Method Between 1 August 2013 and 31 October 2013, consecutive admissions of patients with ARLD to a district general hospital were identified from discharge and mortality data. A liver care bundle (LCB) using NCEPOD recommendations was generated and case notes analysed prior to institution of this LCB and re-audited following its inception from 1 April 2014 to 31 July 2014. Electronic referrals to specialist gastroenterology and dieticians formed part of the LCB as well as a checklist of actions for the admitting physician.
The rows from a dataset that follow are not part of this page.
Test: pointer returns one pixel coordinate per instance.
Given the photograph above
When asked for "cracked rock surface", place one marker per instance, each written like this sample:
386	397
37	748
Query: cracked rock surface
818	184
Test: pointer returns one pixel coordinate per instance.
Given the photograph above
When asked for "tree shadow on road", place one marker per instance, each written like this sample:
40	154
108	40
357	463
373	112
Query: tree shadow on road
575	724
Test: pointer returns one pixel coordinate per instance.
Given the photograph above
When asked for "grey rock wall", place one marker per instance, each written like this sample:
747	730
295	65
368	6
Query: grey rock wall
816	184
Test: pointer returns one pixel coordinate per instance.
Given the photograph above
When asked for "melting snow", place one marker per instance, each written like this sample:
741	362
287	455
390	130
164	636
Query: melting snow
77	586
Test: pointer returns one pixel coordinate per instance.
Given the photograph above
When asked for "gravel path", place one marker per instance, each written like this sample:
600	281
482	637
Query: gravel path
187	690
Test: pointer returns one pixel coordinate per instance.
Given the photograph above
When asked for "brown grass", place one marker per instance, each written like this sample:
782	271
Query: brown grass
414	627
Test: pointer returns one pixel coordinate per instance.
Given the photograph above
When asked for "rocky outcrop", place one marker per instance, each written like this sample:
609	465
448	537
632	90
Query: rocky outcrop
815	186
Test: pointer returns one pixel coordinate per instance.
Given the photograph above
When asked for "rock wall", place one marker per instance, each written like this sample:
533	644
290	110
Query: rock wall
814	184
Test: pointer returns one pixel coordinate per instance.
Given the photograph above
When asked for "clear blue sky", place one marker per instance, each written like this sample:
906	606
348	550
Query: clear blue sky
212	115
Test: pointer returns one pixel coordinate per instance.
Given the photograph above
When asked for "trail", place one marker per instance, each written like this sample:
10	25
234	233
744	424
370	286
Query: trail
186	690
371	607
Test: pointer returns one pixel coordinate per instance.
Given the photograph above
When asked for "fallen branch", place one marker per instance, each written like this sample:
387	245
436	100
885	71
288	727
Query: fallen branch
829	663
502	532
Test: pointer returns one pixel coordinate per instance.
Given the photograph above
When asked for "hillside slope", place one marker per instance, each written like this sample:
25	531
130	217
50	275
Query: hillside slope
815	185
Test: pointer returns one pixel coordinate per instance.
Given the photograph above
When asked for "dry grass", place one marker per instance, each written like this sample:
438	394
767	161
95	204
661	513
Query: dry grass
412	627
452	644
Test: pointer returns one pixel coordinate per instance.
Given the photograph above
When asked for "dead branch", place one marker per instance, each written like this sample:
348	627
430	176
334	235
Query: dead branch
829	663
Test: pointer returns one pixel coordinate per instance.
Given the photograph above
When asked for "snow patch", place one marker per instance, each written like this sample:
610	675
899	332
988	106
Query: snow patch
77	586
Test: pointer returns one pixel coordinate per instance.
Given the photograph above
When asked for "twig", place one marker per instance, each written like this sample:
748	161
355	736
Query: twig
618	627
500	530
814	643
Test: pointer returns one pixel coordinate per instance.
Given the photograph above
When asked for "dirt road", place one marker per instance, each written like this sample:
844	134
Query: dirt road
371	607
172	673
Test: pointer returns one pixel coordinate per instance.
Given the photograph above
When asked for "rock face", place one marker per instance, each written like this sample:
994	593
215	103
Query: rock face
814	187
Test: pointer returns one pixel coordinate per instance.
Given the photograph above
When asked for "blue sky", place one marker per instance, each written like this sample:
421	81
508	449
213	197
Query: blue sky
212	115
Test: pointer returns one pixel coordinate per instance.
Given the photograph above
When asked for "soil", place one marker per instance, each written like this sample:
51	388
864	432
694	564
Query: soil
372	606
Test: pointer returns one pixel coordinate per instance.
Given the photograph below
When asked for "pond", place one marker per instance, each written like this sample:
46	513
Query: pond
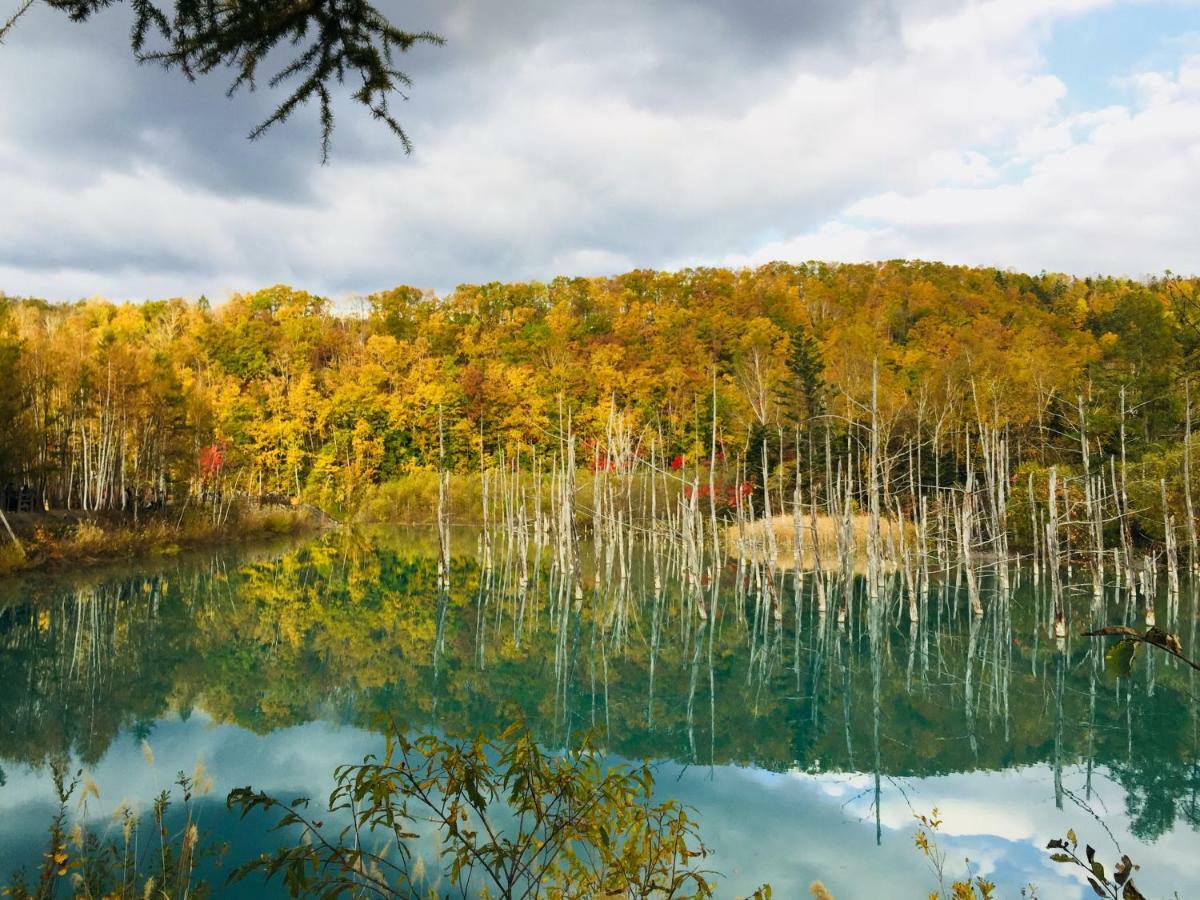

Results 20 patients (median age 51 (28–67) years) were identified initially with ARLD, of which 13 (65%) were male. Median Model for End-stage Liver Disease (MELD) score was 14 (range 6–35). Post LCB institution a further cohort of 25 patients studied was matched for age (59 (32–79) years, sex (13/25 (52% male) and MELD score (13 (6–40)). Inpatient mortality was 7/20 (35%) prior and 2/23 (9%) post LCB (p = 0.065). All patients were screened for ongoing alcohol use and in 65% a withdrawal regime was prescribed. Only 1/20 (5%) had dietician input in the first 48 h rising to 11/25 (44%) post LCB institution (p < 0.001). In all patients with ascites in the presence of acute kidney injury, diuretics were discontinued in both cohorts. In 92% of cases of ascites, diagnostic parascentesis was performed, however blood cultures were performed on admission in only 6/20 (30%) initially rising to 40% post LCB. 13/20 of patients (65%) had consultant review within 12 h pre LCB with 18/25 (72%) post LCB. The proportion of patients receiving specialist review by a gastroenterologist within 72 h rose from 45% to 54% following LCB use.

Conclusion Instituting a liver care bundle for the management of alcohol related liver disease at our centre improved both the quality of care and outcome from patients admitted during acute decompensation, particularly related to early specialist review. Initiation of bundles of care in liver disease requires close collaboration between specialist medical services and allied health professionals such as dieticians to optimise patient care.

Disclosure of interest None Declared.